(1.) THE Punjab Village Common Lands (Regulation) Act, 1953 (hereinafter referred to as the 1953 Act) was brought into force in the historical context of the shamlat land. The common land is stated to have been owned by the proprietors and was used by all the proprietors for grazing and fire wood etc. The result was that non -proprietors did not have any rights. Not only that, it is primarily to assist in establishment of certain rights of these non -proprietors that the 1953 Act was brought into force as apparent from the statement of object and reasons. It has been recorded therein that when the villages were originally founded it is believed that the shamlat was really meant for use of the inhabitants of the village, while the position at the time of enactment of the 1953 Act was that the shamlat became property of the proprietary body of a village, while the rights of non -proprietors were in the shape of grants for certain purposes. These non -proprietors had settled in the villages and had been rendering essential services to the proprietary body in matters relating to farm operations and yet did not enjoy equal rights in the shamlat lands. It became, thus, detrimental over a period of time to these non -proprietors especially the Harijans. Such people did not even have proprietary rights in the sites of their residential houses resulting in dis -contentment and it is with a view to give these classes of residents in the villages an opportunity to live with security and self -respect that the 1953 Act was enacted. This Act was thereafter repealed and substituted by the Punjab Village Common Lands (Regulation) Act, 1961 (hereinafter referred to as the Act). In exercise of powers under Section 15 of the said Act, the Punjab Village Common Lands (Regulation) Rules, 1964 (hereinafter referred to as the Rules) were notified as applicable to Punjab.

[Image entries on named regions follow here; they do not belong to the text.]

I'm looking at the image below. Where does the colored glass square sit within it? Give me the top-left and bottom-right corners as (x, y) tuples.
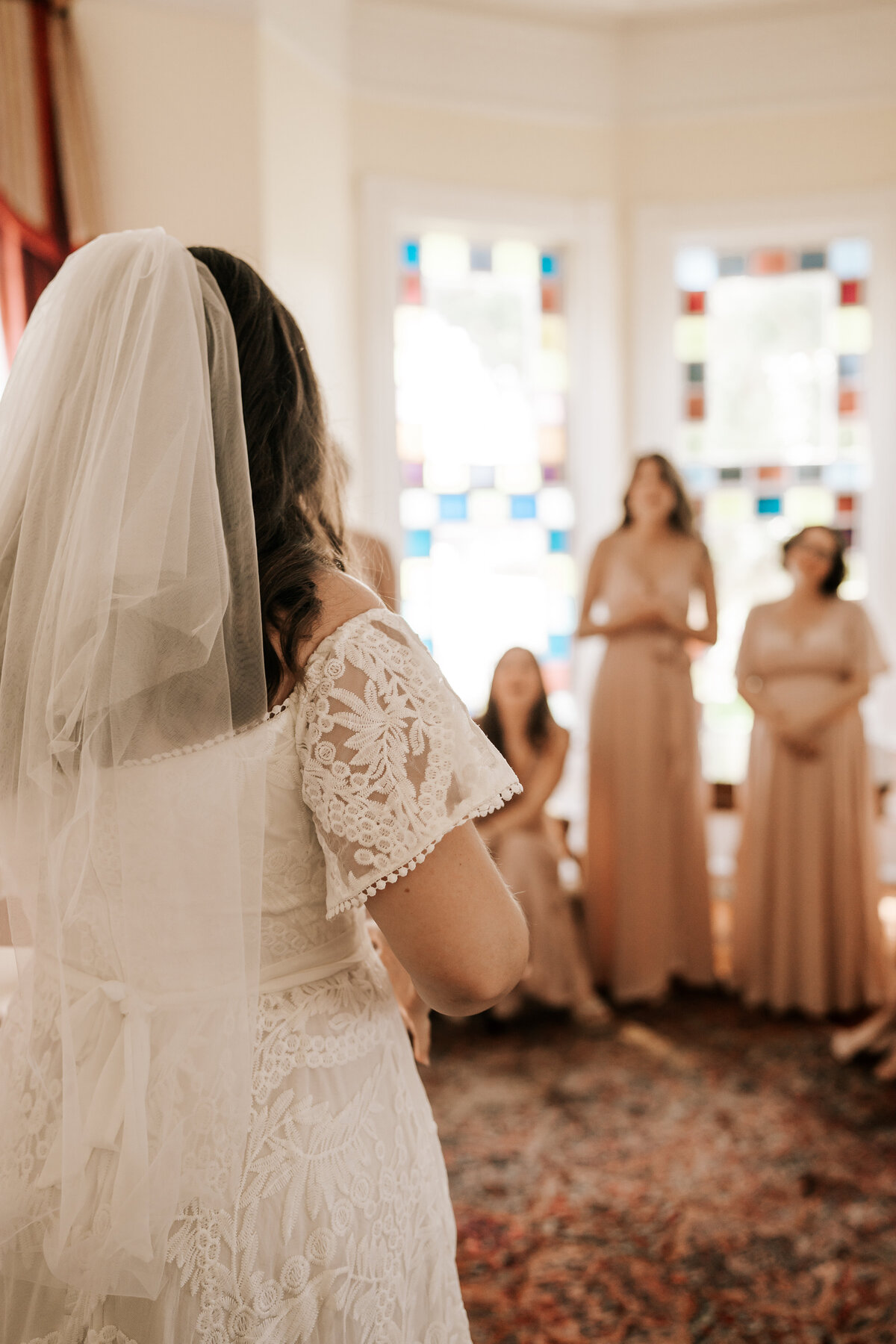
(827, 238), (871, 279)
(439, 494), (466, 523)
(548, 635), (572, 662)
(541, 279), (563, 313)
(511, 494), (536, 521)
(470, 243), (491, 272)
(538, 425), (567, 467)
(405, 527), (432, 556)
(470, 467), (494, 491)
(399, 274), (423, 304)
(750, 247), (792, 276)
(399, 462), (423, 489)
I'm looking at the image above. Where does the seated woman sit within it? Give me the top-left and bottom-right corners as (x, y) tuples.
(478, 649), (610, 1027)
(733, 527), (888, 1015)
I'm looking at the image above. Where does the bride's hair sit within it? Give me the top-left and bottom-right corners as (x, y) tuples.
(190, 247), (346, 702)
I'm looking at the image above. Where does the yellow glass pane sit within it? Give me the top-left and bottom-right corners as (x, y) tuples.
(703, 489), (753, 524)
(785, 485), (834, 527)
(423, 458), (470, 494)
(538, 425), (567, 467)
(470, 491), (511, 527)
(832, 304), (872, 355)
(673, 313), (706, 364)
(541, 313), (567, 351)
(541, 554), (576, 597)
(420, 234), (470, 281)
(491, 238), (540, 279)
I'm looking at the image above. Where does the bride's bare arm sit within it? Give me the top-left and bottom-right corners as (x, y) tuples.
(368, 821), (529, 1018)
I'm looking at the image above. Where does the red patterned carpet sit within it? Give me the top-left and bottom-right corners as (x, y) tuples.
(426, 995), (896, 1344)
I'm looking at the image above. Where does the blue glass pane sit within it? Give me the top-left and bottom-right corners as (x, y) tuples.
(439, 494), (466, 523)
(405, 527), (432, 555)
(470, 467), (494, 491)
(548, 635), (572, 662)
(511, 494), (535, 519)
(719, 257), (747, 276)
(827, 238), (871, 279)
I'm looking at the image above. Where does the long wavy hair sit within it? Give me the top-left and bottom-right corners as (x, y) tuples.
(476, 648), (553, 756)
(190, 247), (348, 704)
(620, 453), (697, 536)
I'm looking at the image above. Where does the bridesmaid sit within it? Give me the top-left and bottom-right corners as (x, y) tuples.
(478, 649), (610, 1027)
(576, 453), (716, 1001)
(733, 527), (886, 1015)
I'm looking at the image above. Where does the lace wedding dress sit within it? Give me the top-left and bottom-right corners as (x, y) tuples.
(0, 609), (520, 1344)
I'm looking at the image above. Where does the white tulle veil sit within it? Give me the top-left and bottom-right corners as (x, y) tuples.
(0, 230), (266, 1297)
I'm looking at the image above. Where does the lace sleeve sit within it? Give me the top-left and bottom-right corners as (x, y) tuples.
(296, 608), (521, 918)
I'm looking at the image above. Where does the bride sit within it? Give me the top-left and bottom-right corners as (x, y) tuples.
(0, 230), (526, 1344)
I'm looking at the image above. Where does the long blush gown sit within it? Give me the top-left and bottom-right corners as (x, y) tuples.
(0, 609), (520, 1344)
(585, 541), (713, 1001)
(733, 598), (888, 1015)
(493, 776), (591, 1008)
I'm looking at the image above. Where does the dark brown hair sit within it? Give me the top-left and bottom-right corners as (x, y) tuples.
(190, 247), (346, 703)
(622, 453), (697, 536)
(476, 648), (553, 756)
(780, 523), (846, 597)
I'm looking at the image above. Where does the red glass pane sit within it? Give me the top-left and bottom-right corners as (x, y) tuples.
(398, 276), (423, 304)
(541, 281), (563, 313)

(2.) WE now proceed to deal with the salient provisions of the said Act and the Rules in the context of the three petitions which have been filed before us the facts of which will be recapitulated thereafter. This is so as there are common issues arising qua interpretation of the provisions of the said Act and the Rules. LEGAL POSITION : -
(3.) WE may notice at this stage that there have been certain crucial amendments both in the Act and the Rules in the year 1976. Punjab Act No. 19 of 1976 carried out the amendments to the said Act. The insertion of the third proviso to sub section (1) as also the insertion of sub section (5) is as a result thereof. The proportional utilization and restriction on use of the shamlat deh land, thus, forms an integral part of the third proviso to sub section (1). Sub section (5) begins with a "notwithstanding" clause qua the preceding sub sections and, thus, permits the shamlat deh land vested in the Panchayat to be dealt with by way of sale, gift or exchange, but to the extent of fifty per cent of the total culturable area. In order to keep a check on land, which may be dealt with by the Panchayat, a complete mechanism has been provided under Section 10 -A of the said Act which empowers the Collector to cancel or vary leases etc. of lands vested in Panchayat. Thus, any of the aggrieved persons could actually have moved the Collector under Section 10 -A of the said Act, but we are faced with these petitions under Article 226 of the Constitution of India in effect seeking reliefs of cancellation of leases.